漢王城の中では、軍師の陳平が、事態の推移に困惑しきっていた。

彼は、頭を抱えて、言った。
「何ということだ、、、衆目の前で、太公が取引の材料に、なってしまった!」
漢王が、項王の挑発にまたしても応じようとしたとき、陳平は主君を強く諌めた。追い詰められた項王に機会を与えることなど、どうして今の漢軍が為す必要があるだろうか。
しかし、漢王は陳平の諌言を、聞かなかった。
彼は、項王の挑発を受けて立った。
陳平は、人に聞こえない声で、独りうめいた。
「せめて、項王が勝手に太公を殺してくれたら、よかったのに、、、」
彼は、軍師の本音を、口走った。
苦悶する陳平の後ろに、近づく者があった。
張良子房で、あった。
張良は、陳平の肩をぽんと叩いて、言った。
「― 見守って、やれ。何はともあれ、当世の両雄たちだ。」
陳平は、張良の方に振り向いて、言った。
「これで、何もかもおしまいになるかもしれない、、、そんな危ない事態を、何でわざわざ招くのか。私には、分からない。結局、私は彼らのことが、何も分からないのです。」
張良は、言った。
「そうでなければ、あの二人が天下を争うことなど、できない。君の理解など、越えたことだ。漢王に天命あるならば、きっと切り抜けるであろうよ。

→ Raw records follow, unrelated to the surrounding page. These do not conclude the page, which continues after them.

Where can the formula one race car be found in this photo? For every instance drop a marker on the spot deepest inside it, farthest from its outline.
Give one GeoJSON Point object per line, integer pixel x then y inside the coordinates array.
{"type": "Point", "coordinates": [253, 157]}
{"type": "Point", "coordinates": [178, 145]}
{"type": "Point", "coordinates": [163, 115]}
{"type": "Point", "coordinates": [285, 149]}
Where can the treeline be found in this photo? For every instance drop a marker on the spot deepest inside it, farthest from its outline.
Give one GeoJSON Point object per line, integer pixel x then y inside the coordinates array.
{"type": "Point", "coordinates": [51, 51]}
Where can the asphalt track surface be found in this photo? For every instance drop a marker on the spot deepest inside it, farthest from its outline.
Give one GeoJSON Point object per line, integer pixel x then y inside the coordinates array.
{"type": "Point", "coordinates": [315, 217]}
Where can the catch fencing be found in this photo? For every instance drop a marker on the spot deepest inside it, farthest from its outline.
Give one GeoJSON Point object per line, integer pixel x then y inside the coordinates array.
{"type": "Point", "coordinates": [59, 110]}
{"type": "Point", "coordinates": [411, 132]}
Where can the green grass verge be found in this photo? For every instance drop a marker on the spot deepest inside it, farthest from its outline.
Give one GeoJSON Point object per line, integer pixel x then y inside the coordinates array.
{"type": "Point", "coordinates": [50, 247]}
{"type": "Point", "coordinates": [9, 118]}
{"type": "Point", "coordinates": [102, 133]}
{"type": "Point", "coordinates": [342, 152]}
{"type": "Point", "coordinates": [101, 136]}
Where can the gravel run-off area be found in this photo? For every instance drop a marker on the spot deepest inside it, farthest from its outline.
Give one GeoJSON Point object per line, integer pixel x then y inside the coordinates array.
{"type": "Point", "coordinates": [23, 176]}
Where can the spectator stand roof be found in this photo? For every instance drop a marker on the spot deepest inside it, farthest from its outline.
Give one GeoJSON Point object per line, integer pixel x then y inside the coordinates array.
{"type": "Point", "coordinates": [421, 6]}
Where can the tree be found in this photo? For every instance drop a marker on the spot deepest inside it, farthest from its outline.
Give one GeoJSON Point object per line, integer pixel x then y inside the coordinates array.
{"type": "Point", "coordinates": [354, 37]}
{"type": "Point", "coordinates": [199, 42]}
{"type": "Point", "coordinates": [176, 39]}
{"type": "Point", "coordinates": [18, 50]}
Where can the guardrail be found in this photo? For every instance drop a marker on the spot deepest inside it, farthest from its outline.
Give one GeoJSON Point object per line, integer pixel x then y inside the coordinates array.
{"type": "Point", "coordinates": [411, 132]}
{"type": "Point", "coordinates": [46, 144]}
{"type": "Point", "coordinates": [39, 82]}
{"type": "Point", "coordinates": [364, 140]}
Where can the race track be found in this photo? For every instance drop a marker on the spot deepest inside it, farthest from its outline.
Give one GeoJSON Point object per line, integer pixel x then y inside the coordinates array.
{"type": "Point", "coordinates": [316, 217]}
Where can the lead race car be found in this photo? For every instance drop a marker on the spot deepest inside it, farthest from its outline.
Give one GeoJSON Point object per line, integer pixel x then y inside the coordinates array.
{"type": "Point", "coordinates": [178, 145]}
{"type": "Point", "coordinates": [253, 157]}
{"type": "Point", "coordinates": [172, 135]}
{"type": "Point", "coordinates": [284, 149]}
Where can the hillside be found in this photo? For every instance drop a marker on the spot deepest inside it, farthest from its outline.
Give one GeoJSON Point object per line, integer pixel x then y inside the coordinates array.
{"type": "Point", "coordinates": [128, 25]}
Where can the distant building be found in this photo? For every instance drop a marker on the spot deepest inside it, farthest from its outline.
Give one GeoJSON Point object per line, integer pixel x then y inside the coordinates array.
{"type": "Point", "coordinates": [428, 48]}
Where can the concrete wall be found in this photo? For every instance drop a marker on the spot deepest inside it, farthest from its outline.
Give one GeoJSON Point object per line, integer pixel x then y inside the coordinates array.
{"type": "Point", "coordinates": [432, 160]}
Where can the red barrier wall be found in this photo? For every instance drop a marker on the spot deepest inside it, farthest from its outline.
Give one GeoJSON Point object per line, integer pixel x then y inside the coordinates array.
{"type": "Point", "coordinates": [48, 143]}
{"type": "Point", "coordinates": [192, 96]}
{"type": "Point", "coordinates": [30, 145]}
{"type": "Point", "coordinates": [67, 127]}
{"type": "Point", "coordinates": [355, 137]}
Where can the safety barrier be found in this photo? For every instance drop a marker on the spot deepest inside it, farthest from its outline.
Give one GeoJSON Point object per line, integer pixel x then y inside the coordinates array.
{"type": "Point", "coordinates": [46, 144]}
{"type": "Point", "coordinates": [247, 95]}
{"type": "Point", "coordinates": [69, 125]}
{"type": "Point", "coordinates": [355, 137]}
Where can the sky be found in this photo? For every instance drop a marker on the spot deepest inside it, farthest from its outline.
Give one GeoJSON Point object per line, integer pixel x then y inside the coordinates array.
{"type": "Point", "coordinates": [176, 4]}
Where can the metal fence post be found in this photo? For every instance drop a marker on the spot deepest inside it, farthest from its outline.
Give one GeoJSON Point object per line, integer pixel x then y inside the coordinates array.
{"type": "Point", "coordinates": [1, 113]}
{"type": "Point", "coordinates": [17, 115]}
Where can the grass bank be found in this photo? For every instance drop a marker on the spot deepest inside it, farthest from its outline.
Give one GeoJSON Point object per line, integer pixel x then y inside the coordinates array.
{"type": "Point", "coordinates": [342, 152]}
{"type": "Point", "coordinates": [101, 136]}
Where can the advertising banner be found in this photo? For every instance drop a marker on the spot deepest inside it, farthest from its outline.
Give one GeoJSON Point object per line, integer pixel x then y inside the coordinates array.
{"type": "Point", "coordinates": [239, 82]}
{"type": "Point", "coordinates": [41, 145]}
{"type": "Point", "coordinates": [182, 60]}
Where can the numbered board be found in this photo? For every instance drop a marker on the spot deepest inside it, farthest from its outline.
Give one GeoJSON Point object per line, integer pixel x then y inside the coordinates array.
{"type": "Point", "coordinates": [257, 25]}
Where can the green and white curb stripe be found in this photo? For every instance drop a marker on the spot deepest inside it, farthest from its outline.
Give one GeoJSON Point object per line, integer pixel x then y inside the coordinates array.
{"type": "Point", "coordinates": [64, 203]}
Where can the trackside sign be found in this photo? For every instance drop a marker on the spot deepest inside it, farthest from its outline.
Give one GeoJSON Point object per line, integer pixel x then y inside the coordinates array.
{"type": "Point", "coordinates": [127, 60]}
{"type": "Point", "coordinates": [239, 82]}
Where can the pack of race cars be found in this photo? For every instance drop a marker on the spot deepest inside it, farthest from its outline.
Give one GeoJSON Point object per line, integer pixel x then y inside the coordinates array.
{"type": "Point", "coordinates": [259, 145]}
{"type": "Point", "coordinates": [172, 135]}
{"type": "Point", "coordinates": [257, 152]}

」
彼はそう言って、わずかに口元で、微笑んだ。
それは、時代の運命に対する、いくぶんかの皮肉な感情を含ませた、笑いであった。
しかし言われた陳平は、とても両雄の対決を笑って見る気には、なれなかった。
その、両雄。
漢王は、立ち上がって項王と、睨み合った。
項王の狼の目を、漢王はまともに受けた。常人ならば、とても目を合わせることなどできない、恐ろしい獣の視線であった。
項王は、もう一度言った。
「降伏すると、言え。お前の家族を、烹(に)殺すぞ!」
漢王は、目を逸らした。
それから、口元を歪めた。
彼は、く、く、く、と笑い始めた。
彼は、わざとらしい大きなため息を吐(つ)いて、口走った。
「― 子供はこれだから、困る。他媽的(くそばか)!」
漢王は、項王を罵った。
罵られた項王は、激怒した。
「他媽的とは、なんだ!」
漢王は、せせら笑った。
「他媽的だから、他媽的よ。昔、お前の望みで、俺とお前は義兄弟の誓いをしたことを、忘れたか!」
漢王は、ずっと昔に二人の間で起った出来事を、持ち出した。
あの頃、確かに項王は漢王を年長者として慕い、項王は望んで漢王に対して、共に秦を倒す義兄弟の誓いを為した。だが、それはずっと前、秦を倒す以前の、出来事であった。今の二人は、もうあの頃とは何もかもが、違っていた。
だが、漢王は、昔のことを、今この場で思い出させた。
彼は、衆目に聞こえる大声を張り上げて、言った。
「俺とお前は、共に秦を倒すことを誓い合って、義兄弟の契りを交わした。それは、お前が望んだことだ。俺とお前は一家となって、共に天下を分けることを、誓い合った―」
漢王は、このとき役者となった。
衆目に対して理非を示すために、彼は自らの体を、武器と化した。項王の武勇に対して、彼は持ち前の狡知をもって、相対した。
漢王は、声を張り上げた。
「だから、俺の親は、もうお前の親だ。なのにお前は、他人の親を殺すのに飽き足らず、とうとう自分の親まで烹殺すのか。おやおや、それはこの世間に通用しない、非道だぞ!、、、項羽、義兄として情けないわ。お前は、昔っから、ちっとも変わらん。今になっても、やっぱり子供であったわ、他媽的!」
漢王の痛烈な罵りに応じて、漢軍から、どっと爆笑が起った。
王の実父を処刑しようという、この残酷にして緊迫すべき場面。
漢王は、それを衆目を引きずり込んで、たちまちに茶番に変えた。
これぞ漢王の、才能であった。
項王は、愚かな悪少年が舞台で冷やかしを受けるかのように、突っ立たされてしまった。
この未曾有の英雄が、ただの世間知らずの無軌道な子供として、凡人たちから嘲笑われてしまった。
項羽は、怒り心頭に発した。
「― 世間など、私は知らない!」
漢王は、怒る項王を前にして、不敵に笑った。
「子供が、責められて怒るでないわ、他媽的!」
項王は、激しく怒った。
「まだ、言うか!」
漢王は、言った。
「お前のような子供には、こう言うしかない。他媽的!」
漢王に冷やかされ、漢軍から罵声を浴びせかけられて、ついに項王は決した。
彼は、叫んだ。
「― 烹る!」
大音声に、見守る者たちは、一転して固唾を飲んだ。
漢王は、項王と向き合い、対峙を続けた。
彼は、項王に聞いた。
「烹るか。」
項王は、すさまじい目つきをして、答えた。
「烹る!」
ぎりぎりと、項王は噛み付く視線を、漢王に向けた。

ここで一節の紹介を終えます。